Case Study: Alibaba Security Team's "Security Smart Assistant"

Alibaba Security Team's "Security Smart Assistant" faced challenges with lost session contexts and resource waste due to task interruptions when handling massive concurrent sessions.

By introducing RocketMQ's Lite-Topic capability to reconstruct the session persistence mechanism, the assistant successfully achieved automated persistence and rapid recovery of session states. This not only enabled fast, precise understanding and response to user security questions in multi-turn dialogues but also significantly simplified engineering complexity and effectively reduced resource waste caused by interruptions, improving both user experience and business efficiency.

Currently, AI Q&A bots across multiple Alibaba Cloud product lines have upgraded using this solution, further verifying the architecture's versatility and effectiveness in diverse AI scenarios.

Intelligent Compute Orchestration: Beyond Load Balancing—Building a Controllable Scheduling Hub

Large model services generally face two core challenges in resource scheduling:

• Load Mismatch: Front-end requests are highly bursty, while backend compute resources are limited and relatively stable. Direct connection often leads to service overload crashes or wasted resources.

• Indiscriminate Allocation: Once traffic is stabilized, ensuring that high-priority tasks get preferential access to valuable compute resources becomes key to enhancing overall service value.

In this context, Apache RocketMQ plays a crucial role. It not only serves as a buffering layer between front-end requests and backend compute services, "shaping" irregular traffic into a smooth, controllable flow, but also provides a "controllable compute scheduling hub" through features like rate-limited consumption and priority queues. This enables fine-grained control over request traffic, drastically improving resource utilization efficiency and service quality.

RocketMQ's core features provide a solid foundation for intelligent compute scheduling:

• Natural Traffic Shaping to Protect Core AI Compute: RocketMQ acts as a natural "traffic reservoir," buffering burst requests.
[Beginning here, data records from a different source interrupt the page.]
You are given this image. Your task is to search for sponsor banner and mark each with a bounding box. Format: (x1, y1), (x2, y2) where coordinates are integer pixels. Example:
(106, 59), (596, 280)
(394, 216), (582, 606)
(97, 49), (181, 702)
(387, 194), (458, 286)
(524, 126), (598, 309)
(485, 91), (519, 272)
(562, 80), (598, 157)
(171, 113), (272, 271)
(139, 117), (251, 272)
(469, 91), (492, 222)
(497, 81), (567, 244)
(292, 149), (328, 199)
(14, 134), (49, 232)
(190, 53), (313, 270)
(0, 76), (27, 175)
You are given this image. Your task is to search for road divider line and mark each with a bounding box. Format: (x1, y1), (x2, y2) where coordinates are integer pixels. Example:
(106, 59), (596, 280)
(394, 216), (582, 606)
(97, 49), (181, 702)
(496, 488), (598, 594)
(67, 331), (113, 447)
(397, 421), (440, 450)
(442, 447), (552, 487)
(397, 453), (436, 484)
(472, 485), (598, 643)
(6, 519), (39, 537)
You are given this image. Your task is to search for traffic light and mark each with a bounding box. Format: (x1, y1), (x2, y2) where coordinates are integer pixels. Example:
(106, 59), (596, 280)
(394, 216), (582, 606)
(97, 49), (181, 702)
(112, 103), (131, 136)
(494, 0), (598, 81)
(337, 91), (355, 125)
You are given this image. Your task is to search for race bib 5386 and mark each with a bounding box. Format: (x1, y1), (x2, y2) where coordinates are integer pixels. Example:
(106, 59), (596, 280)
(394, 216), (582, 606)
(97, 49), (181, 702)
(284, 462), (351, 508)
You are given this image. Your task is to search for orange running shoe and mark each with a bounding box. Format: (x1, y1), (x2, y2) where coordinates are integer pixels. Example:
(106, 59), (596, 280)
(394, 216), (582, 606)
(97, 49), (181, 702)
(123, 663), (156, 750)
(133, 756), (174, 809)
This allows backend AI model services to consume loads adaptively based on their processing capacity (similar to a sliding window), preventing system overload or resource waste.

• Rate-Limited Consumption to Maximize Utilization: RocketMQ supports rate-limited consumption, allowing developers to set consumption quotas for ConsumerGroups. Developers can flexibly define the calls-per-second for AI compute, maximizing throughput without overloading the core system.

• Priority Queues for Intelligent Scheduling: Furthermore, RocketMQ's message priority mechanism offers flexible resource scheduling for complex scenarios:

Preemptive Allocation: When high-value tasks (e.g., VIP user requests, critical system analysis) enter the system, they can be marked as high-priority. RocketMQ ensures these messages are consumed first, prioritizing valuable compute resources for the most critical tasks.
Weighted Allocation: In shared compute pool scenarios, message priorities can be set based on the real-time execution status of various business requests. This adjusts the execution order to ensure overall throughput efficiency while preventing individual tenants from being starved of resources.

Case Study: Alibaba Cloud Model Studio & AI Coding Assistant Lingma

The gateway system of Alibaba Cloud Model Studio introduced RocketMQ to implement traffic shaping, effectively transforming irregular front-end access pressure into smooth, controllable backend compute scheduling. Simultaneously, utilizing RocketMQ's message priority function, it sets reasonable priorities based on user traffic. This prevents high-volume users from crowding out small-volume users, significantly improving resource utilization and service fairness.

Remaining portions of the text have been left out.